Very good post. I have read so many stories of the love between a lot of slaves and their families. It has been totally rewritten, though. Sure slavery was wrong but the myth that slaves were regularly beaten and killed is wrong.
The majority of people from all races, all nations have a few things in common.
Raise a family, work, trust in a higher being “God”, enjoy family time and so forth.
I refuse to buy into the myth that everyone in the south was oppressive.
It doesn’t matter what color your skin happens to be, we are all God’s children.
I really look up to Dr. King. He in my opinion was set in motion by the creator to right a terrible wrong.
We learned our lessons, we as a nation are for the most part past all this....that is if we stop giving the poverty pimps face time on T.V.

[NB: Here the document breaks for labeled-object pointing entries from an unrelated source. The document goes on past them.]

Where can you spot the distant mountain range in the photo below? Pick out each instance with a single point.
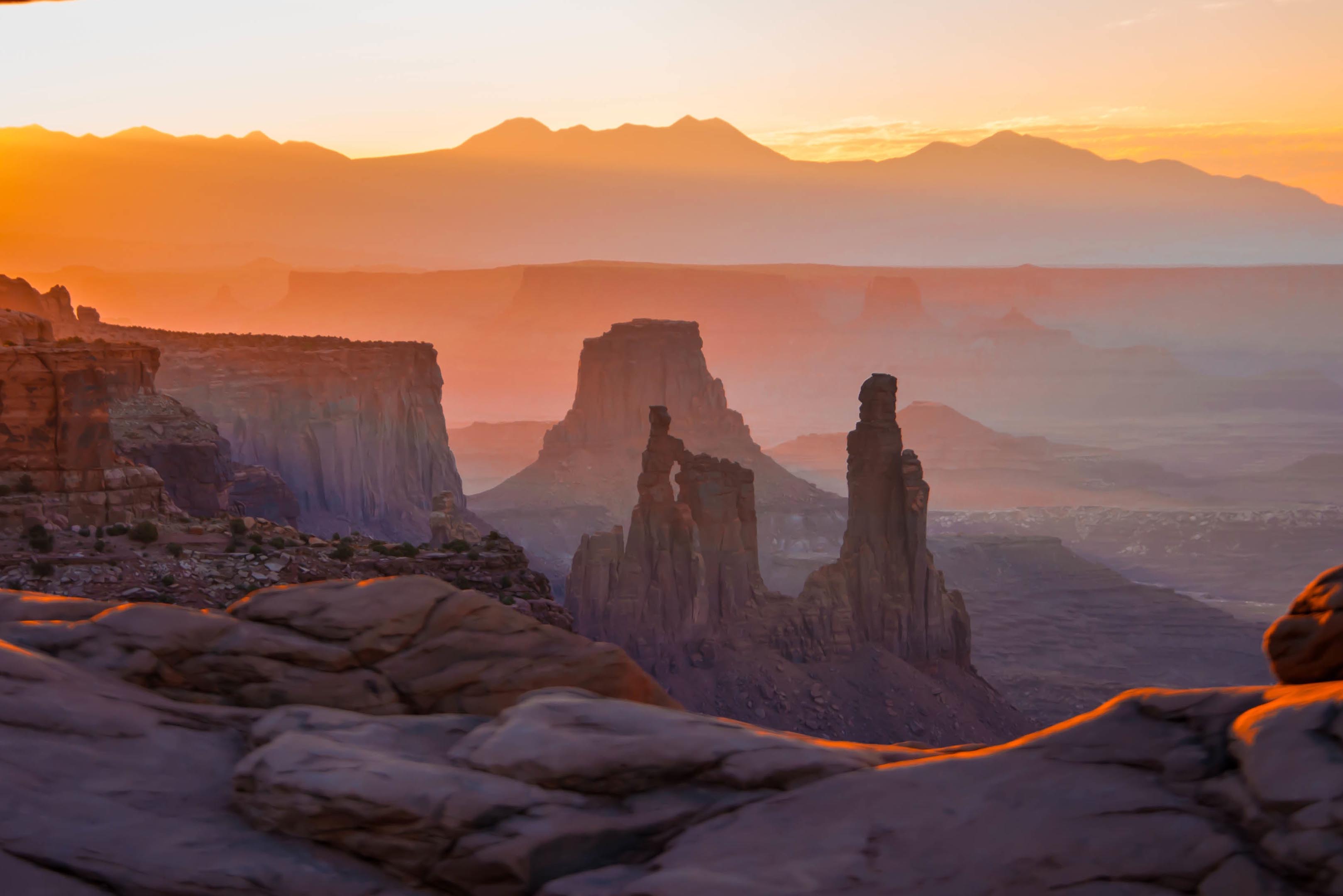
(696, 191)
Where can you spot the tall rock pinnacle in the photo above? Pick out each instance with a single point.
(884, 589)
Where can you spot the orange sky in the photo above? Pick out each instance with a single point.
(1233, 86)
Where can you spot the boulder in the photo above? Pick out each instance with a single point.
(1307, 644)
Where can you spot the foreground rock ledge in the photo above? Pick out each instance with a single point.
(385, 647)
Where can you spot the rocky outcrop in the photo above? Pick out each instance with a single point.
(884, 589)
(112, 788)
(54, 305)
(21, 328)
(1307, 644)
(58, 460)
(448, 524)
(258, 492)
(582, 479)
(354, 429)
(188, 453)
(409, 644)
(683, 596)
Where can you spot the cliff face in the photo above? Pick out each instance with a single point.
(54, 305)
(582, 479)
(683, 596)
(58, 461)
(355, 429)
(884, 589)
(188, 453)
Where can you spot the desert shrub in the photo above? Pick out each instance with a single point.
(146, 533)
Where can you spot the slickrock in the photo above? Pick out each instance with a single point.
(582, 479)
(354, 429)
(1306, 645)
(886, 589)
(58, 460)
(408, 644)
(683, 596)
(564, 793)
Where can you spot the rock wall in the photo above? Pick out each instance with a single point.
(58, 460)
(582, 479)
(355, 429)
(683, 594)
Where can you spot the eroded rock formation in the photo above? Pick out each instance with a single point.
(54, 305)
(188, 453)
(354, 429)
(58, 460)
(683, 593)
(884, 589)
(582, 479)
(559, 792)
(409, 644)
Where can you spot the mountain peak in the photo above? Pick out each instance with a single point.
(687, 144)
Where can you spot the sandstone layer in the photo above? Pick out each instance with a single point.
(397, 645)
(354, 429)
(58, 460)
(683, 596)
(582, 479)
(564, 793)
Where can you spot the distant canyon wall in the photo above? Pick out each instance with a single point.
(354, 429)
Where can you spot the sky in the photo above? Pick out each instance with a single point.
(1233, 86)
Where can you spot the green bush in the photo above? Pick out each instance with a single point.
(146, 533)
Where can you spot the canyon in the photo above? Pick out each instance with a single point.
(355, 430)
(684, 596)
(584, 477)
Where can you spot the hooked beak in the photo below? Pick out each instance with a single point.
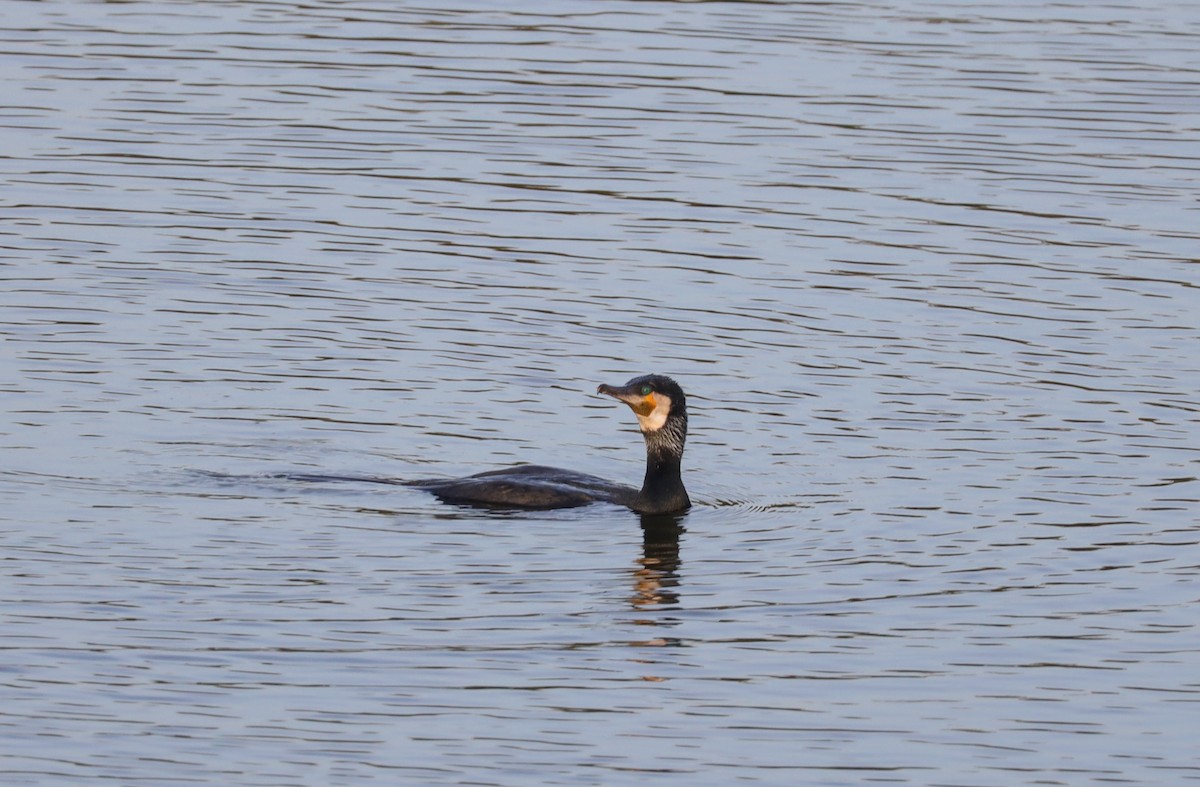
(630, 396)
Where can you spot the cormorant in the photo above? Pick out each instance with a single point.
(661, 413)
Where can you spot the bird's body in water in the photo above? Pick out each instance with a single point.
(661, 413)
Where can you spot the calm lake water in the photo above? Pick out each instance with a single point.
(928, 271)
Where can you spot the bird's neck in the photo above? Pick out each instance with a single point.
(663, 488)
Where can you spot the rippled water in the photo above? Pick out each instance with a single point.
(928, 271)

There are those who wish to keep this race division going for profit. Purely shameful.
When mutilated masters returned from the bloodbath, some slaves raged as well as wept. "Dey brung" Massa Billy home, one South Carolina slave grieved to a contemporary, "with he jaw split open . . . He teeth all shine through he cheek. . . . I be happy iffen I could kill me jes one Yankee. I hated dem cause dey hurt my white people."
William W. Freehling, The South Vs. The South: How Anti-Confederate Southerners Shaped the Course of the Civil War, New York NY: Oxford University Press, 2001, p. 90.
Sure slavery was wrong but the myth that slaves were regularly beaten and killed is wrong.
Some even carried guns, but the revisionists would one believe therwise.
Other aspects of the new work regimen operated to the slaves advantage. Slave lumbermen, many of them hired out for short periods of time, carried axes and, like slave drovers and herdsmen, were generally armed with knives and guns necessities for men who worked in the wild and hunted animals for food and furs. Woodsmen had access to horses, as did slaves who tended cattle and swine. Periodic demands that slaveowners disarm their slaves and restrict their access to horses and mules confirmed that many believed these to be dangerous practices, but they did nothing to halt them. In short, slave lumbermen and drovers were not to be trifled with. Their work allowed considerable mobility and latitude in choosing their associates and bred a sense of independence, not something planters wanted to encourage. Slaves found it a welcome relief from the old plantation order.
Ira Berlin. Generations of Captivity: A History of African-American Slaves, Boston, MA: Harvard Univerity Press, 2004, pp. 90-91.